Giovanni De Feo, anche in questo scritto, con la consueta ironia e con una semplicità disarmante e coinvolgente, affronta temi complessi, raccontando di storie e di radicate abitudini, nell’intento di ribaltare l’approccio metodologico alle questioni, utilizzando la cifra del gioco e della dissacrazione. Parlando ai bambini, ma non solo, il metodo si fonda soprattutto sui concetti di condivisione e partecipazione della conoscenza, disvelando la possibilità di perseguire una sostenibile leggerezza dell’Essere, cha sa di nuovo, che sa di antico!

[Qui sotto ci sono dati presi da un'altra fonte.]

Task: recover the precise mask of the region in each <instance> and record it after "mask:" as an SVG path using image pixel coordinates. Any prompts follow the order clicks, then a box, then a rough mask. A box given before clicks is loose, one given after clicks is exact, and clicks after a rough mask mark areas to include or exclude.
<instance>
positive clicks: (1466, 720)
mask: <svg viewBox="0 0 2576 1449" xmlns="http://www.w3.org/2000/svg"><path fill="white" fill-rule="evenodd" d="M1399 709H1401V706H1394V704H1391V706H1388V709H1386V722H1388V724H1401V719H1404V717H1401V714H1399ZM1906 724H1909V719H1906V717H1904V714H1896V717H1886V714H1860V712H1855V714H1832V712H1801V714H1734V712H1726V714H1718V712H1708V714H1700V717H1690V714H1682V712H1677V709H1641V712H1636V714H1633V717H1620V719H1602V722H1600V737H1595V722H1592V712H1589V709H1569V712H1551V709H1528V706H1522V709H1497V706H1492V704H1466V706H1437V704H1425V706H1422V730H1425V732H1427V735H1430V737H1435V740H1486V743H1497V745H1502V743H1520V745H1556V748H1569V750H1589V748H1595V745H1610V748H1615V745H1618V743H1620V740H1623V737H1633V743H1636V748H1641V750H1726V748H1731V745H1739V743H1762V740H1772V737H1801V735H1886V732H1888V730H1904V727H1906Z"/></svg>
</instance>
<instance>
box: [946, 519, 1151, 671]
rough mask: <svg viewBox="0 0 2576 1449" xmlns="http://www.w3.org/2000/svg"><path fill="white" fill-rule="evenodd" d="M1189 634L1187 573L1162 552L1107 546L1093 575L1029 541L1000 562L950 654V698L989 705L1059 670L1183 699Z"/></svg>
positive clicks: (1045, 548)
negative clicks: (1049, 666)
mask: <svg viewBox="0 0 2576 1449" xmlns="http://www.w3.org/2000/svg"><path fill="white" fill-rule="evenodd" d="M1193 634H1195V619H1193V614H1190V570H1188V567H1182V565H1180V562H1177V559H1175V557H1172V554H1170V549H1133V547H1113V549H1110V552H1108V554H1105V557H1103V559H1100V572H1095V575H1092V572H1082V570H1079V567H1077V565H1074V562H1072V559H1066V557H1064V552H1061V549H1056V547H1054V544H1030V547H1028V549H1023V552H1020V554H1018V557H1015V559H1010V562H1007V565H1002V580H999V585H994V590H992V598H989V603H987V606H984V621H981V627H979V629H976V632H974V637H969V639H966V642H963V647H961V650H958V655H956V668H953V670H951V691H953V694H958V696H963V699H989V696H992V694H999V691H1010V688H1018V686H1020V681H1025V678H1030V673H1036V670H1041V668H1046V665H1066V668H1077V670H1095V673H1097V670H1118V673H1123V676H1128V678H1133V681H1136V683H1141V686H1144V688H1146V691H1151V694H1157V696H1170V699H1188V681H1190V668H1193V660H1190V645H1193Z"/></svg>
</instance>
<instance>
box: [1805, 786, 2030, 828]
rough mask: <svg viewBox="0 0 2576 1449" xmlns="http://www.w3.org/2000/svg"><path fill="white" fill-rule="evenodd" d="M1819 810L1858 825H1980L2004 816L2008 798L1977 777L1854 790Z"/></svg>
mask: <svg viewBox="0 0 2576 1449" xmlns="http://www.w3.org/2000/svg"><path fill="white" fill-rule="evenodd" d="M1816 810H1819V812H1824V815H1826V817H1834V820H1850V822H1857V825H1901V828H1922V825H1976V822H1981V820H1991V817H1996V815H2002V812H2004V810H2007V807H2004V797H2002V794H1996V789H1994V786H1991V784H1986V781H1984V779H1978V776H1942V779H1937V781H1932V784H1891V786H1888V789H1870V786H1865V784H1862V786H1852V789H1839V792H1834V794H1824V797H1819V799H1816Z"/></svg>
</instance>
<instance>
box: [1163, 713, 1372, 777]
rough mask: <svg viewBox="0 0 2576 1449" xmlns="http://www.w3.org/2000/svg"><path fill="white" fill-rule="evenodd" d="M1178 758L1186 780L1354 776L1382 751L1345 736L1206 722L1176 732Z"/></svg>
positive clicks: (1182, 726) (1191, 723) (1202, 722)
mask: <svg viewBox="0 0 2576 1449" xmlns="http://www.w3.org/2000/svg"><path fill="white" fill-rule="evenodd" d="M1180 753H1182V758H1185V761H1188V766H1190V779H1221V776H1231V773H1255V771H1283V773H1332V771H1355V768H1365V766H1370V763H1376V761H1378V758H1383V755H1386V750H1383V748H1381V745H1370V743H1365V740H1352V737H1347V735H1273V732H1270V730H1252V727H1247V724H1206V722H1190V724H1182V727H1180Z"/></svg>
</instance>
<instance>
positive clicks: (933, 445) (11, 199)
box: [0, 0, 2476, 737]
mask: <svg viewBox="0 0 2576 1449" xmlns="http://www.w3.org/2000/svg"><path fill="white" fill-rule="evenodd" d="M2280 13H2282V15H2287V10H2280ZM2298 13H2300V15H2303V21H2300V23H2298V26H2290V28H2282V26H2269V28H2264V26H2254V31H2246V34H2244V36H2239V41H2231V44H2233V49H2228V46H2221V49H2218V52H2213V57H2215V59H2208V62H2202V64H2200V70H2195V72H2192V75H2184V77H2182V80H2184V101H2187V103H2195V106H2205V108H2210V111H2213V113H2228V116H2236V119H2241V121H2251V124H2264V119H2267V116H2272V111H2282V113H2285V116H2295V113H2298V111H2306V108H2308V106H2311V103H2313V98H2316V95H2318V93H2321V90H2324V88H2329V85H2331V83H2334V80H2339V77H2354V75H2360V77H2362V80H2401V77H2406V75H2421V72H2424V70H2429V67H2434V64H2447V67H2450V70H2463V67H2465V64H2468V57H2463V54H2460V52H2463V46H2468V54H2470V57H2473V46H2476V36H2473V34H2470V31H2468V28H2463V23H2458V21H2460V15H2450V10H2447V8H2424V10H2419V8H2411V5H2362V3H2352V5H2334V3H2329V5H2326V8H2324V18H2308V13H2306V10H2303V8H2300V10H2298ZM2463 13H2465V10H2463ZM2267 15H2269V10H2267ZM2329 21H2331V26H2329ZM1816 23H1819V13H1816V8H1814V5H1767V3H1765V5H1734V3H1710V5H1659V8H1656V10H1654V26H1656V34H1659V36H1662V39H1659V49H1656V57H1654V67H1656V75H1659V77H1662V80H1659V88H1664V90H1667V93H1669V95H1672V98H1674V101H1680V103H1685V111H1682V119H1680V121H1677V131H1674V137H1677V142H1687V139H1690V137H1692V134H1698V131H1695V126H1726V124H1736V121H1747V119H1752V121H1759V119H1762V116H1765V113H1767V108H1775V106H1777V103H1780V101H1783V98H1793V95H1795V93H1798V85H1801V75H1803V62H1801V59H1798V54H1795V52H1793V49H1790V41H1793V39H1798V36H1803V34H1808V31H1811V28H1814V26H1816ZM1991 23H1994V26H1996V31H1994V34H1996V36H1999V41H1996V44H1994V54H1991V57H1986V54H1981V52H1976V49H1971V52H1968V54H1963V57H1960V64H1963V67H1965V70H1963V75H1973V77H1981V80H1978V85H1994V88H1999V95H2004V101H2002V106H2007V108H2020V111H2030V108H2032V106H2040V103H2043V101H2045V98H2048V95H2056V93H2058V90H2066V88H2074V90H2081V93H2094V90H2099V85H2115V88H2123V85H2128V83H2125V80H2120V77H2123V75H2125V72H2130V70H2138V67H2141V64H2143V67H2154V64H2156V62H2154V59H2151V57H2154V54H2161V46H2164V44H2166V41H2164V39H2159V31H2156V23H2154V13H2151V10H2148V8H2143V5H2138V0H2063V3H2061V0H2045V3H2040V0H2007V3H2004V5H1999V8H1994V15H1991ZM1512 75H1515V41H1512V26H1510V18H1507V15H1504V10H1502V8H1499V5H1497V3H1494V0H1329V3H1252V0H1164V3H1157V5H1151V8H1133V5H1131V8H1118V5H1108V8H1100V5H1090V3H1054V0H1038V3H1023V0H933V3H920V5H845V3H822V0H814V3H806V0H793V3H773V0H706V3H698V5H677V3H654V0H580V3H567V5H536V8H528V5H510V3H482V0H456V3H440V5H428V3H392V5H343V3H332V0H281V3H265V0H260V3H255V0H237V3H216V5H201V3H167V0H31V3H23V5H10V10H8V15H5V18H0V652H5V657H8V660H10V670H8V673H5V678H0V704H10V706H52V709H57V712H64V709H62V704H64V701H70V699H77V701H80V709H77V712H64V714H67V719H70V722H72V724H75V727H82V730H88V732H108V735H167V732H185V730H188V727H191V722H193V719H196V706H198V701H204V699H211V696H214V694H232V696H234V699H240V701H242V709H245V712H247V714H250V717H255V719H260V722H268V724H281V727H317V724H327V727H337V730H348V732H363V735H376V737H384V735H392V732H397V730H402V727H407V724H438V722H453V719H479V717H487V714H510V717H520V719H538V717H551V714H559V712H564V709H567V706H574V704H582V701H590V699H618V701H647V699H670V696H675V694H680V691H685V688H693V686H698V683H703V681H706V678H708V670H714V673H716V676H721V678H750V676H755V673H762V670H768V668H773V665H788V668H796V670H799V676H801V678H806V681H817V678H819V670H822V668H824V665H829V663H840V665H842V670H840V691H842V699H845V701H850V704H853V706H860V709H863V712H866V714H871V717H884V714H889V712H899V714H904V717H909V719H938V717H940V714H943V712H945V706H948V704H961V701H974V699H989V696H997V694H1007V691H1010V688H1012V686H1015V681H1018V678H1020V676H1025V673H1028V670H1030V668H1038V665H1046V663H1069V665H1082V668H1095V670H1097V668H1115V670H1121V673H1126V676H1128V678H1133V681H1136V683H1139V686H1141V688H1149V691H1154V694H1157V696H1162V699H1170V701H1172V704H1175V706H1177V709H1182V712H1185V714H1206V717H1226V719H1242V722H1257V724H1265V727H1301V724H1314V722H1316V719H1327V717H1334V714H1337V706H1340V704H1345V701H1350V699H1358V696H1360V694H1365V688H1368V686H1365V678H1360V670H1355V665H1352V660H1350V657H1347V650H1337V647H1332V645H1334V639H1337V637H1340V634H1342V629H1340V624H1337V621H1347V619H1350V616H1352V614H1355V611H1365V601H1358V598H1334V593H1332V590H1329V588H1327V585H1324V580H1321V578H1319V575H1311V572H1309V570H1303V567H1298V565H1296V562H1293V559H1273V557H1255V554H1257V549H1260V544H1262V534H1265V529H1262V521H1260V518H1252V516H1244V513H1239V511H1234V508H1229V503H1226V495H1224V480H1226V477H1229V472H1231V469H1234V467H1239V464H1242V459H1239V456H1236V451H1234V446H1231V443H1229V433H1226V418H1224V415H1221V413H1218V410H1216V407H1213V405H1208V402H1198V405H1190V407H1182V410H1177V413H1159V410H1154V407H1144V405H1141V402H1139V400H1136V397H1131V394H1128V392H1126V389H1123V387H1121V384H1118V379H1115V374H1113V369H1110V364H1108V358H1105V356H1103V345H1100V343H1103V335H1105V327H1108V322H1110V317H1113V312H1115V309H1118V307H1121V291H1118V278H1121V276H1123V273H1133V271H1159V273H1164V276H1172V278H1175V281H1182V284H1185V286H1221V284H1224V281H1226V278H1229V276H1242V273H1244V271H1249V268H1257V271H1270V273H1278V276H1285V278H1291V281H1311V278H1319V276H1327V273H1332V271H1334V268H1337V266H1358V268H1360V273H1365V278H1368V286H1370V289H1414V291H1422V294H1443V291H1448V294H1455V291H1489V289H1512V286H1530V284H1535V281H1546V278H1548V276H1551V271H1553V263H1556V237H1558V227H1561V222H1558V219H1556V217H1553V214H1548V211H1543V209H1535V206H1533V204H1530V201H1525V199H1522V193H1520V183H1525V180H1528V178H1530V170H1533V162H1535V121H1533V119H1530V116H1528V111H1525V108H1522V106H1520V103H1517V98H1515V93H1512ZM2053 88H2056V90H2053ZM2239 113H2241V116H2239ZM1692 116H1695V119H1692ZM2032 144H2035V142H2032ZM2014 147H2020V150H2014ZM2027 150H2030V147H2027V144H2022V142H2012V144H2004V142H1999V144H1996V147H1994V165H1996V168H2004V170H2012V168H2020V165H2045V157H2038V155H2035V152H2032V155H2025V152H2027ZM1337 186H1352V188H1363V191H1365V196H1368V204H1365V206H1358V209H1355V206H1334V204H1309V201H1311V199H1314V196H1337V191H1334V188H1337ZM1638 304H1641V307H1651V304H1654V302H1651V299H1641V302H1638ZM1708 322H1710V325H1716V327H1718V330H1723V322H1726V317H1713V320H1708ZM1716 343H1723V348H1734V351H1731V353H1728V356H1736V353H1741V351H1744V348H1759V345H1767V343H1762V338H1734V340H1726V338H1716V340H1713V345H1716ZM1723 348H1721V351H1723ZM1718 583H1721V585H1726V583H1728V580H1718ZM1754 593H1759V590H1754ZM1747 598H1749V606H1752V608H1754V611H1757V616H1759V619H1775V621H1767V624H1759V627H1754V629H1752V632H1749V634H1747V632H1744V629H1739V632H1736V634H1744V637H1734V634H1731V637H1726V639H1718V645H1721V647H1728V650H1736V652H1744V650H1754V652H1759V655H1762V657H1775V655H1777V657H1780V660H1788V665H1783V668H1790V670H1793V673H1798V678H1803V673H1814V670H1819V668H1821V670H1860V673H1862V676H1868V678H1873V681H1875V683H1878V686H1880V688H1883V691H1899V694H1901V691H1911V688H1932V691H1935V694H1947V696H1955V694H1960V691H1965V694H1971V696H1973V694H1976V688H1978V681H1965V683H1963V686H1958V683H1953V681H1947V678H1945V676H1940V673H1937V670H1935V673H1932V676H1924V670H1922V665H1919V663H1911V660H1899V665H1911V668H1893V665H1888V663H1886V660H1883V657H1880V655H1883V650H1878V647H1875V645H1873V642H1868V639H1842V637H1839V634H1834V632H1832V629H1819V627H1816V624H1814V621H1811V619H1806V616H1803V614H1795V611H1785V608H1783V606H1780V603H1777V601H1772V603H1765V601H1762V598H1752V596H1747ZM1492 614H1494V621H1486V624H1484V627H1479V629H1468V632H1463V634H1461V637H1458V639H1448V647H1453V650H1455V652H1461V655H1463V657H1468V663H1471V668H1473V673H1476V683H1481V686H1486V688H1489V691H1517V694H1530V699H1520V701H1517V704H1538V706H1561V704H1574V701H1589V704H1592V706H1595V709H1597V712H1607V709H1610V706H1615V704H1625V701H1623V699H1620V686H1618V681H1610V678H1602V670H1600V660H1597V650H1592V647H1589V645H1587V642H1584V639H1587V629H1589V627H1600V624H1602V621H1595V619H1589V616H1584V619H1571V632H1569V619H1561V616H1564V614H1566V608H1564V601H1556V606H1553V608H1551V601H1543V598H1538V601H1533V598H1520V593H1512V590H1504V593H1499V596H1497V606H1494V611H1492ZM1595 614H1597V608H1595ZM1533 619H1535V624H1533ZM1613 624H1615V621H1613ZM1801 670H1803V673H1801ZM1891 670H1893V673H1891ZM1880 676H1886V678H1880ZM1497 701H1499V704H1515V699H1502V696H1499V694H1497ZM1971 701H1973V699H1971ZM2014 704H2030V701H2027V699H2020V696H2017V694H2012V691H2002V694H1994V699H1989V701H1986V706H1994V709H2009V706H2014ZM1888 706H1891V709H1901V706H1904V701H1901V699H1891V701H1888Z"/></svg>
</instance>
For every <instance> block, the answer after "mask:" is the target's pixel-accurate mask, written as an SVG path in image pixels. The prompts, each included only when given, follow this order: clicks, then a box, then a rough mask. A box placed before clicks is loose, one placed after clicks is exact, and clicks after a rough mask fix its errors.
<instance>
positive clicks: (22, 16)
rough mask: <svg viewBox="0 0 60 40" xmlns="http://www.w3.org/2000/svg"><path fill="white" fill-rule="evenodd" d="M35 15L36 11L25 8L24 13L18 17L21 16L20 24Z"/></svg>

Diversi gli spunti per una riflessione strategica affinché il nostro agire sia sempre più dotato di senso, denso di significato e portatore di orizzonti sempre migliori per le generazioni a venire, confrontandosi con i problemi anche con le armi della ironia e della leggerezza, proprie del gioco e di una semplicità, sintesi ed esito, mai scontato e banale, di un pensare complesso. Condividere, contagiare, contaminare le menti ed i cuori, riempire di senso il gioco dei bimbi orientandoli e guidandoli verso la greenpolis, la loro città, da sempre. Gioco, ironia, comunicazione semplice, ma mai banale, gli strumenti utilizzati per condividere storie, concetti, buone pratiche, dati bene documentati. Non mancano citazioni colte e riferimenti letterari anche rispetto ai termini utilizzati. Rifiutando il rifiuto, si rovesciano concetti e nozioni consolidate, si sfatano pregiudizi e luoghi comuni, si prefigura il cambiamento di abitudini ed azioni con un un nuovo (o forse antico) ‘pensare’ basato sul buon senso, proprio per questo rivoluzionario. Sfruttare le criticità imparando a considerare l’errore per la sua insostituibile valenza educativa e ‘creativa’. Ricercare e non rifuggire le situazioni prossimali di criticità per accelerare i processi di trasformazione, sperimentando lo strettissimo legame tra crisi e mutamento che, se ben governato, può condurre a risultati sorprendenti. In tutti gli ambiti della vita

 

Nicola Mammato (13-12-2014)

Chi si occupa di ambiente, sta salvaguardando non solo se stesso ma il futuro delle generazioni che verranno. Solo una mente illuminata come il professore Giovanni De Feo, poteva pensare e sostenere con forza che “i rifiuti non esistono” ma tutto quello che noi consideriamo tali, non sono altro che “MATERIALI”. Per nostra fortuna il professore ha voluto condividere con tanti di noi questa sua idea, che all’inizio può sembrare folle, avendo ideato il “METODO GREENOPOLI”, riportandolo poi in questo bellissimo libro. Il professore con parole semplici e comprensibili a tutti, attraverso il gioco e un mondo che tanti di noi hanno sognato da bambini, quello delle fiabe, ci fa capire ciò che possiamo fare per migliorare il presente ma soprattutto il futuro. Infatti sfogliando le pagine del libro ci si rende conto che veramente bastano pochi gesti quotidiani per apportare miglioramenti al nostro vivere, soprattutto in un campo che spesso negli ultimi anni ci ha creato diversi problemi ed ha foraggiato criminali che senza scrupolo hanno distrutto territori e danneggiato la nostra salute. Condividere queste buone pratiche ci rende liberi dal giogo di questi loschi figuri e a lungo andare cominceremo anche a risparmiare sulle salate bollette che ogni anno paghiamo. Cosa aggiungere ancora se non un invito caloroso ad acquistare questo fantastico libro e visto che si avvicina il Natale a regalarne una copia ai vostri familiari e amici. #cambiamopermigliorare #guardiamoalfuturo #condividiamobuonepratiche #cicredocrediamoci #épossibile Dottor Nicola Mammato Medico Veterinario.